Starring Michael Keaton as a washed-up actor who made his
name playing an iconic superhero but is currently struggling to
stage a Broadway play, Birdman premieres in competition on
August 27.
The star-studded cast also includes Edward Norton, Zach
Galifianakis, Stone and Naomi Watts.
Like last year's festival opener, Gravity, which was
directed by Inarritu's pal Alfonso Cuaron, Birdman is pegged as
an early Oscar contender.
Festival director Alberto Barbera has admitted to not
knowing much about the younger generation of talent that will
grace the red carpet.
"The young people ask for actors like Adam Driver or Emma
Stone, that few adults know about.
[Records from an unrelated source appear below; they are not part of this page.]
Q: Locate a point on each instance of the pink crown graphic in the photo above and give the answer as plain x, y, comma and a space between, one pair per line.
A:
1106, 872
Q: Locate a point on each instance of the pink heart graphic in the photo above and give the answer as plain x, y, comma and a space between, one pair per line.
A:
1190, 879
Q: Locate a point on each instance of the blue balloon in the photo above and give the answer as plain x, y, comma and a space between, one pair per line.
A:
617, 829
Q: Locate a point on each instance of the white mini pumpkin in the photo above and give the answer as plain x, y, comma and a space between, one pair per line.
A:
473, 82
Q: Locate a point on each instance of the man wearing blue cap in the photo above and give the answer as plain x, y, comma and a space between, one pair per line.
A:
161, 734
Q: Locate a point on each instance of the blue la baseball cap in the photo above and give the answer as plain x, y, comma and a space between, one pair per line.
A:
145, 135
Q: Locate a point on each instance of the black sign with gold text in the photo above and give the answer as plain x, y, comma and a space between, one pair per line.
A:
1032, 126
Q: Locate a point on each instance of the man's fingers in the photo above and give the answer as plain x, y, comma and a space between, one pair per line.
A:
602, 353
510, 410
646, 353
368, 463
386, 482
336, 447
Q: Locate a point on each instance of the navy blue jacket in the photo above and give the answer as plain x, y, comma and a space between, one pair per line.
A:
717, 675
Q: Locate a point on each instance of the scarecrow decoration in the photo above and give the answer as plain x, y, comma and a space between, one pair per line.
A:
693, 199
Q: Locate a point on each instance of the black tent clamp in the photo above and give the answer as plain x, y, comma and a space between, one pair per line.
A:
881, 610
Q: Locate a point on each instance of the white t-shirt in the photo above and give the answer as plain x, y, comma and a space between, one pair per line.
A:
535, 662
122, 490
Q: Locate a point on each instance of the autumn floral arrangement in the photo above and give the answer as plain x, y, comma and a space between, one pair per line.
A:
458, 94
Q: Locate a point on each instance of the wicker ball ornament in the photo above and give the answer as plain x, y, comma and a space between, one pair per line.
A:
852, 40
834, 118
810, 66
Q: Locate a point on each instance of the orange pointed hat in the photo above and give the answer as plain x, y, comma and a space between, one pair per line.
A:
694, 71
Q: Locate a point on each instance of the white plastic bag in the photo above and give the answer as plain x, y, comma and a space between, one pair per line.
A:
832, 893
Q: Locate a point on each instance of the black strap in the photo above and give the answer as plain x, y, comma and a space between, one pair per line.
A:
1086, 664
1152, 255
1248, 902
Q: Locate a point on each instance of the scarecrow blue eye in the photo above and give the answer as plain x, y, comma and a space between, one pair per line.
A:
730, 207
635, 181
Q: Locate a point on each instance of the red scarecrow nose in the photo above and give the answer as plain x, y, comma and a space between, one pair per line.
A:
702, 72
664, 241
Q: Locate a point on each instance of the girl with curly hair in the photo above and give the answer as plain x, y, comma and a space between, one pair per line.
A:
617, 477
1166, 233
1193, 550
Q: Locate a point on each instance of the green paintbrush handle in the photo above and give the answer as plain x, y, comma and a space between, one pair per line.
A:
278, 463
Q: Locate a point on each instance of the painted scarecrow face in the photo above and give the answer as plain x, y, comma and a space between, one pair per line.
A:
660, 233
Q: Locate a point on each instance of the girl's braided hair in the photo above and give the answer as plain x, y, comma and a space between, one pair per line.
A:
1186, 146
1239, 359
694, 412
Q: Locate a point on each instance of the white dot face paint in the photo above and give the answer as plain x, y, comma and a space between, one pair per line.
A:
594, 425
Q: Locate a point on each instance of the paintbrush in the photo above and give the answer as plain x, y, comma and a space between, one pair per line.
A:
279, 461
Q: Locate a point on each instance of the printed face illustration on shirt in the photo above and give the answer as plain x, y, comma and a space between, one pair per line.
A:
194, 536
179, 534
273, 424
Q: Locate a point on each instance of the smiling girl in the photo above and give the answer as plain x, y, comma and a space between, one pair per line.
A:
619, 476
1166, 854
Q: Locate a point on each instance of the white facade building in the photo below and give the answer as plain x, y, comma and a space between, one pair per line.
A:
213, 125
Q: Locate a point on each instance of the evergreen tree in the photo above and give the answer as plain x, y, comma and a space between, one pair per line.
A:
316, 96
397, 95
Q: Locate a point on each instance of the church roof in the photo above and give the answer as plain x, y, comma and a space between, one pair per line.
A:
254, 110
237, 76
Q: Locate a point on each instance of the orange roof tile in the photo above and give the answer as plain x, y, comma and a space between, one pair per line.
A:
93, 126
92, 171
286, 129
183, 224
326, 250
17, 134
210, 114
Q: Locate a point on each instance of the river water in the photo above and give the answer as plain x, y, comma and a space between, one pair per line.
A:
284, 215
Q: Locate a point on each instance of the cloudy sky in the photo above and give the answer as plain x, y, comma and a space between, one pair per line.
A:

Meanwhile, having Catherine
Deneuve here is something that the kids certainly won't even
notice," said Barbera.
At the 71st edition of the film festival, running through
September 6th, paparazzi will clamor at the Lido for shots of
Stone with beau Andrew Garfield, her costar in Spiderman, star
of the much-anticipated film 99 Homes by director Ramin Bahrani
which will be shown in Venice.
Other stars with films at the festival this year include
Pacino, Charlotte Gainsbourg, Ethan Hawke, Viggo Mortensen,
Frances McDormand, and Owen Wilson.
The three Italian films in competition are touted as
presenting the best Italian offering for years and giving Italy
a chance to have a two-year winning streak for the Lido's
highest prize.
Following Italy's win last year for the film Sacro GRA,
this year's competition from Italy unfolds between Mario
Martone's 19th-century drama about Italy's greatest poet since
Dante, Il Giovane Favoloso (The Fabulous Young Man) starring
Elio Germano; a screen adaptation of the book Black Souls
directed by Francesco Munzi; and Saverio Costanzo's Hungry
Hearts, starring Adam Driver and Alba Rohrwacher.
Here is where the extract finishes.